Layers¶

bit_axon.layers ¶

Classes¶

AxonSSM ¶

AxonSSM(config: BitAxonConfig)

Bases: Module

Mamba-style state space model layer with causal convolution.

Implements selective SSM with hardware-aware scan, causal conv1d prefix, and a gating branch (SiLU). The SSM expansion replaces the traditional FFN/MLP role in the block.

Attributes:

Name	Type	Description
`in_proj`		Projects input to 2x intermediate dim (x and z branches).
`conv1d`		Depthwise causal 1D convolution.
`x_proj`		Projects conv output to B, C, dt parameters.
`dt_proj`		Projects raw dt to per-channel step sizes.
`out_proj`		Projects SSM output back to hidden dim.
`A_log`		Log of the diagonal SSM state matrix (learnable).
`D`		Skip connection parameter per channel.

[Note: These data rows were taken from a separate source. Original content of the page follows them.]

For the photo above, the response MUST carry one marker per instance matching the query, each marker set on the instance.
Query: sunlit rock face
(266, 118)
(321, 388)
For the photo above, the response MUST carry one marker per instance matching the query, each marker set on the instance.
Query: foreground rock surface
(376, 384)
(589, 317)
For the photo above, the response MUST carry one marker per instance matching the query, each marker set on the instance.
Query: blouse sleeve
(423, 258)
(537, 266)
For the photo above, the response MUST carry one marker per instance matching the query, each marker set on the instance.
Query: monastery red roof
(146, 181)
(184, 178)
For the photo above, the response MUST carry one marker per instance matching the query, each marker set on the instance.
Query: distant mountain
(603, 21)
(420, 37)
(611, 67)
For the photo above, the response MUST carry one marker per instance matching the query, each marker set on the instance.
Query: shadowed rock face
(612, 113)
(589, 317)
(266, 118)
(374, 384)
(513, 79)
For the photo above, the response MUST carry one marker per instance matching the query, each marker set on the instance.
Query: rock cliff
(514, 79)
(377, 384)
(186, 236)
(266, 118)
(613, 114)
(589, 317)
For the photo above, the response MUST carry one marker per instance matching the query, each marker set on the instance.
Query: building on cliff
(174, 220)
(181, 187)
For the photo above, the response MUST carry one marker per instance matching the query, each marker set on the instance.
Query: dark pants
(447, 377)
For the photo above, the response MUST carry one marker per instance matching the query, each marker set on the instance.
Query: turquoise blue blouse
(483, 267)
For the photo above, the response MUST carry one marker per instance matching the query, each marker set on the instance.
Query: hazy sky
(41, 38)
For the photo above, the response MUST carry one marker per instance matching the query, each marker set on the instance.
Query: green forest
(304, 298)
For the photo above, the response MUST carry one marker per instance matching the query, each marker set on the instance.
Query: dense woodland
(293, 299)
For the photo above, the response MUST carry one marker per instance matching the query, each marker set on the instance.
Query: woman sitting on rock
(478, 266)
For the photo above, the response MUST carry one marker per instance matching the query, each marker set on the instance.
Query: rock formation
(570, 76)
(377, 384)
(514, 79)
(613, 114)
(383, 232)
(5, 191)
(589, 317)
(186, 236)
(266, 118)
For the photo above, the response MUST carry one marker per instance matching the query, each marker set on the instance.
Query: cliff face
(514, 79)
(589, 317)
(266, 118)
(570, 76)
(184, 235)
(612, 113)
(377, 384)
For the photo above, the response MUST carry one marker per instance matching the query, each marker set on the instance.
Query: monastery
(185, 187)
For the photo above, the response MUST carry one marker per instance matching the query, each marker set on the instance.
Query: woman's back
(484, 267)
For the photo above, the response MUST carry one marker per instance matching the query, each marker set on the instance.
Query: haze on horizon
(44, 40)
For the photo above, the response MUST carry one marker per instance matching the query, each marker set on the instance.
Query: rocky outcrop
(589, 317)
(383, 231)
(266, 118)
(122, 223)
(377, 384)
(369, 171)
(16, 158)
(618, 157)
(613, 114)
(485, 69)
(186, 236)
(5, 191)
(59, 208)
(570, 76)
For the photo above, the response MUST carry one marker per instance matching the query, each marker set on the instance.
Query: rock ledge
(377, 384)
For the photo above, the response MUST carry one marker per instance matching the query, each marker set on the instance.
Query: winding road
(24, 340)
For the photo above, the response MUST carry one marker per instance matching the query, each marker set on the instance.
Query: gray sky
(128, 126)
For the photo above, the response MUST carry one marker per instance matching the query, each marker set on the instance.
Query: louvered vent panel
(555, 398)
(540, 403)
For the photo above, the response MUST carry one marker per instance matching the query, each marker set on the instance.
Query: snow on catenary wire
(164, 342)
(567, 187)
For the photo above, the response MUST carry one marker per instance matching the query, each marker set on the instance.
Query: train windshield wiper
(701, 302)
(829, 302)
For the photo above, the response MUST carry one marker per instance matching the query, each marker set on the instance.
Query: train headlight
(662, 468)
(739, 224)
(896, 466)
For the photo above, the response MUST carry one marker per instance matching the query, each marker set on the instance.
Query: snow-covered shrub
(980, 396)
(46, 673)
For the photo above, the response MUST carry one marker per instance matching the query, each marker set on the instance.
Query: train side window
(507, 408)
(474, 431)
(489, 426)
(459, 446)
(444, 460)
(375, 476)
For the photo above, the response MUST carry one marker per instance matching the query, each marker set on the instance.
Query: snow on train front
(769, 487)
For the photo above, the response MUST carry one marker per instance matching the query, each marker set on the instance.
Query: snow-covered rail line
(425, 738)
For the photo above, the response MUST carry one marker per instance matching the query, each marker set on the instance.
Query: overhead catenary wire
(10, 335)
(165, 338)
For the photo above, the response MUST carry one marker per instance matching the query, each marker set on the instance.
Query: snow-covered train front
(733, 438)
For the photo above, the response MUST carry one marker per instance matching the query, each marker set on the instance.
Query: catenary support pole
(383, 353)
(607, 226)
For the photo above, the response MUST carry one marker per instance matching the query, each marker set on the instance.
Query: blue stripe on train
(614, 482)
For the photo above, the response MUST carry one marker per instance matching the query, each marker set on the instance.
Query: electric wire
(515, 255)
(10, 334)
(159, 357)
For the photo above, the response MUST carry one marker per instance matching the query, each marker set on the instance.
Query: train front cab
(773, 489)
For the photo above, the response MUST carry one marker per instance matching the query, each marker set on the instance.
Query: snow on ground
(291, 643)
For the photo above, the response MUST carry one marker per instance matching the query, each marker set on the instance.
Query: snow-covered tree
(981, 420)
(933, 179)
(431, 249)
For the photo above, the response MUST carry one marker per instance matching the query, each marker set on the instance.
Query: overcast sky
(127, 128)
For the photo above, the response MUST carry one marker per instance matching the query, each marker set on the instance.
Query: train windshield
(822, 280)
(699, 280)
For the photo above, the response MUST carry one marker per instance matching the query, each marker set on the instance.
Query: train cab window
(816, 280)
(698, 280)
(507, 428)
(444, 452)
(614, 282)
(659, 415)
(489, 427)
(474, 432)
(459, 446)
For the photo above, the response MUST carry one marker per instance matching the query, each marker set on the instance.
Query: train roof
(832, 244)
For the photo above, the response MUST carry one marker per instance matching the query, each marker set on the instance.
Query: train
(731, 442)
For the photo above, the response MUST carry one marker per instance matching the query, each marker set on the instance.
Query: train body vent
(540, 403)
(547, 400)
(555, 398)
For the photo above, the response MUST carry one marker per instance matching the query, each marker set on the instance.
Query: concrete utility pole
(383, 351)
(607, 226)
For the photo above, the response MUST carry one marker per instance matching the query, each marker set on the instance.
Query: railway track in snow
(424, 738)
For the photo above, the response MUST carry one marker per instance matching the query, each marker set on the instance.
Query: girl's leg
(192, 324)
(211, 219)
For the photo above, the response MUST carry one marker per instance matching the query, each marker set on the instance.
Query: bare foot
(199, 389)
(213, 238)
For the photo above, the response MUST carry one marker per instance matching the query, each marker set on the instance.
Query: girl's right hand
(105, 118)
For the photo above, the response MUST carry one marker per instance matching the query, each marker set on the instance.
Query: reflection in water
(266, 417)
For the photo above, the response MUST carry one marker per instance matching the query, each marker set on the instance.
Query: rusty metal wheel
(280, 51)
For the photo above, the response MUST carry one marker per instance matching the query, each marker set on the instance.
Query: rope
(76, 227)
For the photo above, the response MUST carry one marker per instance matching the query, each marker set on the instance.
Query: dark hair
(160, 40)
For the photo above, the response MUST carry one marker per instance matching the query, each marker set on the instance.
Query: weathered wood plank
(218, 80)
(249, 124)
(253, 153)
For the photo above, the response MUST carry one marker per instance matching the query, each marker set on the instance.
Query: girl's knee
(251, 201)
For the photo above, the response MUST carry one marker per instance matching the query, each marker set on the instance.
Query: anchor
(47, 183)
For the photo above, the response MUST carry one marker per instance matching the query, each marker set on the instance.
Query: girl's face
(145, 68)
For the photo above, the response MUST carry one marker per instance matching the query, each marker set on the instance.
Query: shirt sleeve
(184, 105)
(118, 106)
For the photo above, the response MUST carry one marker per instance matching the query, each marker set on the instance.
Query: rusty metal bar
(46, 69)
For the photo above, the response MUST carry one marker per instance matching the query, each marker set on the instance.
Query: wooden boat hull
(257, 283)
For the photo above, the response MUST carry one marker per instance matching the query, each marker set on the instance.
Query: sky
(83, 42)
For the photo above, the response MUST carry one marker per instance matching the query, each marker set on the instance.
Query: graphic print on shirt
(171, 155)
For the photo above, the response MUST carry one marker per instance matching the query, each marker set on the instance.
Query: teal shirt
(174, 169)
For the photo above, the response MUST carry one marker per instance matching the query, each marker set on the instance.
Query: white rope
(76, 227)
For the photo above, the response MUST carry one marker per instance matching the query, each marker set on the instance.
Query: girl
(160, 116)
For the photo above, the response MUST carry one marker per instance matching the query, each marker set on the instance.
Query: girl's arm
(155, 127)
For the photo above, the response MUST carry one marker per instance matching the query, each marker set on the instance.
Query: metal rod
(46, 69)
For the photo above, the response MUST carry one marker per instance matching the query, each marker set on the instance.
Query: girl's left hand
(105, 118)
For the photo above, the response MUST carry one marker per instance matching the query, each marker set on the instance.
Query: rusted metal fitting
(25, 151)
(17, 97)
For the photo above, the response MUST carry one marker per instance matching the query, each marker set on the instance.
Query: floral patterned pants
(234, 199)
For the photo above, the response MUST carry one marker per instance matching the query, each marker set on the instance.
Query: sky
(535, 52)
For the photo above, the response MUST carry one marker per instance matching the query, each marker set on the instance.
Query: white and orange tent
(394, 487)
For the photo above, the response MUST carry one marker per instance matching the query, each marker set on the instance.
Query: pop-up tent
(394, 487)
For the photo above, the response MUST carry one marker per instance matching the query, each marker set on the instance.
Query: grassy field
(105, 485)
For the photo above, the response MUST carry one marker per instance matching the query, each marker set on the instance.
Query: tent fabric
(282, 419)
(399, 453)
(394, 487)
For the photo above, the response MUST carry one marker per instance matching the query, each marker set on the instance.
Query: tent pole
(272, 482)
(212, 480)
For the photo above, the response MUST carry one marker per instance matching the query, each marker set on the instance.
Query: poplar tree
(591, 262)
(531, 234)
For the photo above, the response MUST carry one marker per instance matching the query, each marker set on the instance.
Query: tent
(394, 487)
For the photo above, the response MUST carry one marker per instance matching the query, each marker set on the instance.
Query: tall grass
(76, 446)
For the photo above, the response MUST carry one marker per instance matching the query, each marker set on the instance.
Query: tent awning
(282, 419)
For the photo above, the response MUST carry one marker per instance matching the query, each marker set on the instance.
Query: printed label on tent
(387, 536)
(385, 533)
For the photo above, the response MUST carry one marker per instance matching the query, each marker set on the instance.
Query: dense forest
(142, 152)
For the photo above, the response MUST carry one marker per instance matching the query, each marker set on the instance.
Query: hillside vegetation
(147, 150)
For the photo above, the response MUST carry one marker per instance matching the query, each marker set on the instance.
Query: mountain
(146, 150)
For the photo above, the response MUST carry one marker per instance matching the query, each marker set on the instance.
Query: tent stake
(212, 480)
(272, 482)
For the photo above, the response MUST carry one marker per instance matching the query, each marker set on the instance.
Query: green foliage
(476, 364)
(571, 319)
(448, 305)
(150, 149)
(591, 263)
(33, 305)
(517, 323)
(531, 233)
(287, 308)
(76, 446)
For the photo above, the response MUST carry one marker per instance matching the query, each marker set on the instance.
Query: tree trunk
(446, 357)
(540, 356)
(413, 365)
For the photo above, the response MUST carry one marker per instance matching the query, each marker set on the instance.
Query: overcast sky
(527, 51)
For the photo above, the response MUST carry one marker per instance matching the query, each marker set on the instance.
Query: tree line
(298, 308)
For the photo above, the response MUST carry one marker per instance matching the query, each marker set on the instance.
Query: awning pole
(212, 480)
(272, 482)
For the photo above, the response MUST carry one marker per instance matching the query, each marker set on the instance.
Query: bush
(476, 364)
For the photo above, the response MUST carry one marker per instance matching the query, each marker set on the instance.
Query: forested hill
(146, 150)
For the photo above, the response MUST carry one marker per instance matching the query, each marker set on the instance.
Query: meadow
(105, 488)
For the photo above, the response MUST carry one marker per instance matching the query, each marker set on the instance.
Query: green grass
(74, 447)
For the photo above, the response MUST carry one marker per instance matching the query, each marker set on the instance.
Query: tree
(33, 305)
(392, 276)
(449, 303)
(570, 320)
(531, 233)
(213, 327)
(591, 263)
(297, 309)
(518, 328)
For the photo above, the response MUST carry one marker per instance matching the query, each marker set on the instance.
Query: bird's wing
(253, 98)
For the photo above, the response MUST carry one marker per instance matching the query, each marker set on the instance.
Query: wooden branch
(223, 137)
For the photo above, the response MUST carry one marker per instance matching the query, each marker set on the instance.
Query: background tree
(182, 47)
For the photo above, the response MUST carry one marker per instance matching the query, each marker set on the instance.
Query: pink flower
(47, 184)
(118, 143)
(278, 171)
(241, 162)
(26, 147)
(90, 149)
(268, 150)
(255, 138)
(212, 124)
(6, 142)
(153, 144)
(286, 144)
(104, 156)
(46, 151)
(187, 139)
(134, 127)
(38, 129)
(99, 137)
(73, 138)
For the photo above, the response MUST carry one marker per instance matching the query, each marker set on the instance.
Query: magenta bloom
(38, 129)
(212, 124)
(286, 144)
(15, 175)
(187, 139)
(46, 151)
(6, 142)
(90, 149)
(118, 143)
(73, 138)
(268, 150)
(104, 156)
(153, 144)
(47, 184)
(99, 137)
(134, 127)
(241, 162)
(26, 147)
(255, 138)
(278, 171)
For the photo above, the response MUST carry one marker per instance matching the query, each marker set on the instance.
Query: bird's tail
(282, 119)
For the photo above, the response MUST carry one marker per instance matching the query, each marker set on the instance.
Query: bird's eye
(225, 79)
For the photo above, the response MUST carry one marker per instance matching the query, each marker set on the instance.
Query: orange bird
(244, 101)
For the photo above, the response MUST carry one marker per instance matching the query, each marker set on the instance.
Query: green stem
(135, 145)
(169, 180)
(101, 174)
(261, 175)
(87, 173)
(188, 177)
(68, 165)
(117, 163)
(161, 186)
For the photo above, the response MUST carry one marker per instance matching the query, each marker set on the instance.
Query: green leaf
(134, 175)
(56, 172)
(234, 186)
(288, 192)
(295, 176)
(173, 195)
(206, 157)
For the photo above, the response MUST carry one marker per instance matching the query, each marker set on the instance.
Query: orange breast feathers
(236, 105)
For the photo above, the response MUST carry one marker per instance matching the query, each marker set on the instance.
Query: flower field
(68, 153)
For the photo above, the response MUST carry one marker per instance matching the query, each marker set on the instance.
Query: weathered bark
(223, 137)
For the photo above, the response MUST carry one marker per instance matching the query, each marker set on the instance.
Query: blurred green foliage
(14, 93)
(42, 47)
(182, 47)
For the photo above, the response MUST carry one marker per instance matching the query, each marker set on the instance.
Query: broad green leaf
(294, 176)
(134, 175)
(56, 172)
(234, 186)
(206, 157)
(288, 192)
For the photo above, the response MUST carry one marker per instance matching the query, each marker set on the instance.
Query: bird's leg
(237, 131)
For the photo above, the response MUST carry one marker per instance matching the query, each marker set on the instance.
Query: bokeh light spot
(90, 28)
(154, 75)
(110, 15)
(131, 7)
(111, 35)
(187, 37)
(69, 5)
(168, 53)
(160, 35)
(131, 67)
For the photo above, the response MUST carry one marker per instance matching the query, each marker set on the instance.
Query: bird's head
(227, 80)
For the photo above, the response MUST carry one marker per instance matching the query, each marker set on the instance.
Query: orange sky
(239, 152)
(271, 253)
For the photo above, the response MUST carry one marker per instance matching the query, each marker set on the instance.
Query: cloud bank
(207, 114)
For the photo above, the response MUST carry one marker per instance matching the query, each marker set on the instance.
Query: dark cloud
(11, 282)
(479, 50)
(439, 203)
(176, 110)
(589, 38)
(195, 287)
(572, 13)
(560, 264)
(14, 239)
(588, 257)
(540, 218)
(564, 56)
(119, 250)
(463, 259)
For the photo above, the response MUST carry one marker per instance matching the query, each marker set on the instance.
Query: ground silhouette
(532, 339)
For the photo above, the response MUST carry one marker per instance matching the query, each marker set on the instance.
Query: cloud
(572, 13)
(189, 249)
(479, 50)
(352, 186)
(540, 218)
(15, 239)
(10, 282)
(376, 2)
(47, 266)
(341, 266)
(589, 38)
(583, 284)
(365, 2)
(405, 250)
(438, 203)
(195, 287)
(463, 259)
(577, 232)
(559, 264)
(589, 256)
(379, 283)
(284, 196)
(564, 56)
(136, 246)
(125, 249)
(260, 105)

Initialize the AxonSSM layer.

Parameters:

Name	Type	Description	Default
`config`	`BitAxonConfig`	BitAxonConfig with ssm_intermediate_dim, ssm_d_state, ssm_d_conv, and hidden_dim settings.	required

Attributes¶

in_proj instance-attribute ¶

in_proj = Linear(D, 2 * E, bias=False)

conv1d instance-attribute ¶

conv1d = Conv1d(E, E, kernel_size=d_conv, groups=E, bias=True)

x_proj instance-attribute ¶

x_proj = Linear(E, d_state * 2 + 1, bias=False)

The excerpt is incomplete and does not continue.